Targeted by Sandworm: Threat from APT44 for companies worldwide

In the dark world of cybercrime, there are actors who seek more than just financial gain - they aim for political destabilisation and widespread sabotage. One such actor is APT44, also known as Sandworm, a Russian-backed cyber sabotage unit responsible for some of the largest cyber attacks of the last decade.

Hacker group APT44: rooted in Russia

APT44 is not just any hacker group. It is deeply rooted in the Russian military and political strategies in Russia and has demonstrated its capabilities in a series of attacks ranging from manipulating political elections to sabotaging critical infrastructure. Their tactics are diverse and include the use of destructive malware, spear phishing campaigns and sophisticated espionage techniques.

The cyber threat from Sandworm today & from the past

Sandworm specialises in attacks aimed at causing disruption and chaos. Its most notable operations include the disruption of the Ukrainian power grid, the release of the NotPetya malware attack that paralysed businesses worldwide and the attack on the 2018 Winter Olympics. These actions show that no industry or sector is safe from its activities.
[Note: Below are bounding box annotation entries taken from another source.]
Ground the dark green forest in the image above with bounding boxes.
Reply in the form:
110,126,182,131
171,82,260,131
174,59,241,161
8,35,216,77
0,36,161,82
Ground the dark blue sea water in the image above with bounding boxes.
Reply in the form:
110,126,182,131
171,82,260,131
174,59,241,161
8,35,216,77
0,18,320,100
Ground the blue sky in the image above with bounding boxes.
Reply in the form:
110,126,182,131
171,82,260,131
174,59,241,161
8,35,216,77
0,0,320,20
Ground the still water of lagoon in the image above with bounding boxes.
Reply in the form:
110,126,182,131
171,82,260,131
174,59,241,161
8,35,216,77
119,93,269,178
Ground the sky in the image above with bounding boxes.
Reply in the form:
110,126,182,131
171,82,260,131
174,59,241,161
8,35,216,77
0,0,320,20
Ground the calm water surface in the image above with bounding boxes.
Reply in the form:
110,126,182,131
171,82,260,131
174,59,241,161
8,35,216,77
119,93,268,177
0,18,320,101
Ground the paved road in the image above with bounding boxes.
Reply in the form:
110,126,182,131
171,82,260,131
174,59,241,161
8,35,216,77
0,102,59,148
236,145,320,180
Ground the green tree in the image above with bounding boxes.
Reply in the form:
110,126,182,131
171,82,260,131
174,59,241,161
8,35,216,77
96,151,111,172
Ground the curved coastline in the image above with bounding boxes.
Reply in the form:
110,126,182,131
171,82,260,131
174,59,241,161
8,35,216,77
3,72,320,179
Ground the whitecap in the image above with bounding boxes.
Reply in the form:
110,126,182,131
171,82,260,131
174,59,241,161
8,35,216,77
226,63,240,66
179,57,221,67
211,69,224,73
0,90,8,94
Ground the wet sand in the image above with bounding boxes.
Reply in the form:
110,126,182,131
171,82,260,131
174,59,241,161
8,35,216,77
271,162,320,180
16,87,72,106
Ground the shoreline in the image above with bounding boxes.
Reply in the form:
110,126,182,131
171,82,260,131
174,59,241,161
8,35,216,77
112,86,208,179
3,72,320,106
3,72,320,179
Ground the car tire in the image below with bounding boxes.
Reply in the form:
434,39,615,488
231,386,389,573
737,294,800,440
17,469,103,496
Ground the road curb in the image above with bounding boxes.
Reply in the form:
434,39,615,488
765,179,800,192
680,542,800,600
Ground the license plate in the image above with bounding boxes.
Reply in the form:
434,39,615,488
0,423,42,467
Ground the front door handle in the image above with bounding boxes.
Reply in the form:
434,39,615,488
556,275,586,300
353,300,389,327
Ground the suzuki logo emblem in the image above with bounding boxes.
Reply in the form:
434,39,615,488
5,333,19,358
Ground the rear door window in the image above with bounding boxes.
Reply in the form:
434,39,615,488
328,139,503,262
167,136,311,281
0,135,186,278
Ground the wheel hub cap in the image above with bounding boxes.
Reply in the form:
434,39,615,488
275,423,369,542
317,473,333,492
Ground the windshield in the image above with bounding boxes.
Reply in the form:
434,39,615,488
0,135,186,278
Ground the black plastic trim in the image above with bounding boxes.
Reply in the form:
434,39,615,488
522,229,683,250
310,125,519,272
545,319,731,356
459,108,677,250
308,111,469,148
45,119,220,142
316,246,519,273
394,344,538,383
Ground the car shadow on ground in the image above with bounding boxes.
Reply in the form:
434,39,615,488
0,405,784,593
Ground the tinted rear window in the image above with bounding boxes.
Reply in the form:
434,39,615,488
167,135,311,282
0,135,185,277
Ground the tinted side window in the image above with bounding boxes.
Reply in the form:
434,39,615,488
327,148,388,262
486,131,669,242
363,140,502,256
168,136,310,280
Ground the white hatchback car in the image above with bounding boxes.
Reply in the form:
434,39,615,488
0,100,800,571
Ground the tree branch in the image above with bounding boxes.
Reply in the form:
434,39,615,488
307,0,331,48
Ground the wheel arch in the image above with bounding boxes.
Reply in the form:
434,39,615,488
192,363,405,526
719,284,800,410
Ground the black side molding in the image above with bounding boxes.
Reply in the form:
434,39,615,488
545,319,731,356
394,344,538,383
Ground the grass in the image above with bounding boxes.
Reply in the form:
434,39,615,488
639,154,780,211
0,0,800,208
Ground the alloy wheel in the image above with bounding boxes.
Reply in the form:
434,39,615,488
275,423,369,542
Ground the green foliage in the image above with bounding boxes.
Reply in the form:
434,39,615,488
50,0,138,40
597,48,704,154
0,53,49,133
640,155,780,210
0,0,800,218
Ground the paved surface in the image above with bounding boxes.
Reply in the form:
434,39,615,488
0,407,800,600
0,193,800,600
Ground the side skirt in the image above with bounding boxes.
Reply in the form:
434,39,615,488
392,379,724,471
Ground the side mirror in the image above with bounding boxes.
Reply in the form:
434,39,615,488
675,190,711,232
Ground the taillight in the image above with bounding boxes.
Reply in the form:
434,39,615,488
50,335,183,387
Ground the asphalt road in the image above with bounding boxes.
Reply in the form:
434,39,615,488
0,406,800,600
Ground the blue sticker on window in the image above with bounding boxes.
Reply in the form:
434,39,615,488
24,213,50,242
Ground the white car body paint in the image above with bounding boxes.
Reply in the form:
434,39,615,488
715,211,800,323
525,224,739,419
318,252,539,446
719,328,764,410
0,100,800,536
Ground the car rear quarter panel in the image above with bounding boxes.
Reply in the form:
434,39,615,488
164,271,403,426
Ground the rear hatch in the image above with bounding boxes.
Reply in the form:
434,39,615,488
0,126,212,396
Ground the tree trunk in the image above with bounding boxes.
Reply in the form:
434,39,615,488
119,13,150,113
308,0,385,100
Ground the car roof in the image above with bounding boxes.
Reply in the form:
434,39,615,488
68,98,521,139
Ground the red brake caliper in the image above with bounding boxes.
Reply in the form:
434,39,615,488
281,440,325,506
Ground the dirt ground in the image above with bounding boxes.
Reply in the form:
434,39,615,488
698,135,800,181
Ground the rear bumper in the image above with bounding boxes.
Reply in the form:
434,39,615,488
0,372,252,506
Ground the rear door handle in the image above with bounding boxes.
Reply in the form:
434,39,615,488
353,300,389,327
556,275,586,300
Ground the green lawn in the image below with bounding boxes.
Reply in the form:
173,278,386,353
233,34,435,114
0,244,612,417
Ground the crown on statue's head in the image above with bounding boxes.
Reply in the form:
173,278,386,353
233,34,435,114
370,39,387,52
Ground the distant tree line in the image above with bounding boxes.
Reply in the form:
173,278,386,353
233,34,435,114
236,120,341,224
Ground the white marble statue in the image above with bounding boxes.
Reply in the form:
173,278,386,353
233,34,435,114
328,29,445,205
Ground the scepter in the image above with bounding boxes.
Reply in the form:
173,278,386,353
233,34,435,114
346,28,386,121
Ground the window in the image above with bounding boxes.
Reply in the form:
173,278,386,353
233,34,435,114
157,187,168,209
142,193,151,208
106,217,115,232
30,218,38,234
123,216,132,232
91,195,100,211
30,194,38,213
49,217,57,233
Here are some incidents where Sandworm has been identified as the culprit:

1. Ukraine: Sandworm is blamed for several cyberattacks against Ukraine, in particular attacks on the Ukrainian power grid in December 2015 and again in December 2016 or on the 2014 elections. These attacks led to significant power outages and were some of the first confirmed cases of cyber attacks successfully disabling critical infrastructure. Numerous other attacks were to follow before the outbreak of the war in Ukraine.
2. NotPetya: In June 2017, Sandworm was likely responsible for the deployment of the NotPetya malware, which was disguised as ransomware but was actually designed to destroy data. NotPetya quickly spread around the world and hit numerous companies, including shipping giant Maersk, pharmaceutical company Merck, advertising agency WPP and many others, resulting in billions in losses.
3. 2018 Winter Games: During the opening ceremony of the 2018 Winter Olympics in Pyeongchang, Sandworm carried out a cyber attack aimed at disrupting the event. The attack affected the internet and the television broadcast of the ceremony and is considered politically motivated, as Russia was excluded from these games.
4. France: In 2017, it was reported that Sandworm had attempted to influence the French presidential election by carrying out phishing attacks against Emmanuel Macron's campaign team.
5. US facilities: Sandworm was also accused of attacking targets in the U.S., including energy facilities and other critical infrastructure, as part of a broader attempt to sow insecurity and disruption.

These attacks show that Sandworm specialises in sophisticated cyber operations, often aimed at destabilising political, economic and social structures. The entity uses a combination of malware, spear phishing and other tactics to achieve its goals, often appearing to have state support and significant resources.

What does the APT44 threat mean for your company?

The threat from Sandworm and similar state-sponsored hacking groups underscores the need for every organisation to take its cyber security measures seriously. Here are concrete steps you should take:

1. Strengthen network security: Implement advanced security systems that monitor network traffic and detect suspicious activity early.
2. Regular security audits and penetration tests: Regularly check your systems for vulnerabilities and close them before they can be exploited.
3. Train your employees: Awareness is one of your best lines of defence. Regularly train your employees on the latest phishing tactics and the importance of secure passwords.
4. Create and test contingency plans: Develop a comprehensive emergency plan in the event of a cyber attack and test it regularly. Ensure that all employees know what to do in the event of an attack.
5. International cooperation: Use resources and information from cyber security organisations and participate in platforms for the exchange of cyberthreat intelligence.

Integration of safeREACH in your cyber defence strategy

In the midst of growing threats from cyberattacks, safeREACH offers an efficient solution to minimise the impact of a security incident. As a comprehensive alerting and crisis communication software, safeREACH enables your organisation to respond quickly and in a coordinated manner to a cyber attack.

In the event of a security incident, safeREACH can automatically trigger predefined alerting processes that ensure all relevant team members and stakeholders are informed immediately. By providing a centralised platform for communication, safeREACH helps to shorten response times and coordinate communication among security teams, which is crucial to limit the spread of the threat and quickly initiate countermeasures. In addition, the system supports the documentation of the incident and post-remediation analysis to improve future security strategies and strengthen resilience against future attacks.

Anyone can become a victim of APT44

APT44 has shown that cyber attacks can affect any organisation - regardless of its size or industry. By understanding the threats posed by such highly skilled groups and implementing strong security protocols, you can strengthen your organisation's resilience to these invisible but destructive attacks.